Remembering the Dead

Northern Ireland
Created by John Barber

Launch Remembering the Dead: Northern Ireland

Note: This work requires that Javascript be enabled

Remembering the Dead: Northern Ireland remembers and recalls the nearly 3,600 men, women, and children killed during the Troubles, a violent political conflict focused on the constitutional status of Northern Ireland, late 1960s-early 2000s.

"O Absalom! Central to our act of faithful memory is the naming of the dead. John Barber's Remembering the Dead: Northern Ireland recites the full list from the Time of Troubles. Each name is then recorded on the screen, making a carpet of permanence in the darkness. A powerful and stunning piece."

M. D. Coverley (author of Califia and Egypt: The Book of Going Forth by Day)

"Any writer listening for the dead to speak, can only hear them with an open heart. John Barber has such a heart, and it beats authentically throughout his work Remembering the Dead as John catalogues the horrific human loss of the troubles in Northern Ireland."
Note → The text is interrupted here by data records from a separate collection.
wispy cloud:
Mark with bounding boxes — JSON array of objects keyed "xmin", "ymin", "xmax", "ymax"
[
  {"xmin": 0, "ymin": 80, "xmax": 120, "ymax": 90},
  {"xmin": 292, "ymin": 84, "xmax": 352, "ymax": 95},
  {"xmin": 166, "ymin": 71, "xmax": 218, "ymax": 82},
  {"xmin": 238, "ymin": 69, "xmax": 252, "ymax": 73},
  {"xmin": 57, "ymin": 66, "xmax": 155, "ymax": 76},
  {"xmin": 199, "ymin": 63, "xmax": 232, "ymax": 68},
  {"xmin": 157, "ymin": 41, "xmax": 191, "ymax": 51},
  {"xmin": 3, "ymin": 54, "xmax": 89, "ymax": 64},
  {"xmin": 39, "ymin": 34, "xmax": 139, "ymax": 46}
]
Michael J. Maguire (author of Promise and Bob Casio's Dead Cameraman)

 

About the author

John F. Barber's scholarship, teaching, and creative endeavors focus on intersections among Digital Humanities, computer technology, and media art, particularly sound+radio art. He maintains Radio Nouspace, a curated listening gallery/virtual museum for sound featuring historical and experimental radio+audio drama, radio+sound art, sound poetry, and experimental music. His work has been broadcast internationally, and featured in juried exhibitions in America, Canada, Germany, Macedonia, Northern Ireland, and Portugal.

Radio Nouspace

More about this work

The conflict was focused primarily in Northern Ireland, but spilled over into parts of the Republic of Ireland, England, and Europe. This work was inspired by a visit to Derry, Northern Ireland, in September 2016. While there I walked the Bogside area where, on Bloody Sunday, 30 January 1972, twenty six unarmed people were shot by British military troops during a civil rights march. Many were shot while fleeing the soldiers or trying to help the wounded. Fourteen died. Bloody Sunday was significant not only as the single largest shooting incident during the Troubles, but because these civilian citizens where shot in full view of the public and press by state forces. The house gable end with "You are now entering Free Derry" painted upon it, the commemorative murals painted on other building walls, and the monument at the site of the killings are powerful reminders of the struggles there. The Museum of Free Derry focuses on the civil rights struggle and events, including Bloody Sunday, in Derry during the 1970s.

The dates and deaths associated with the Troubles may vary. For example, David McKittrick, Seamus Kelters, Brian Feeney and Chris Thornton set the total deaths at 3,638, from 1966-2000. They index, chronicle, and provide an obituary for each person in their book, Lost Lives: The Stories of the Men, Women and Children Who Died As A Result of the Northern Ireland Troubles. The CAIN Web Service and its Malcolm Sutton: An Index of Deaths from the Conflict in Ireland website provide information on about 3,532 individuals killed between 14 July 1969-31 December 2001. This website is revised and updated from Sutton's book Bear In Mind These Dead: An Index of Deaths from the Conflict in Ireland 1969-1993. A related, draft list, at the same website provides information for the years 2002-present.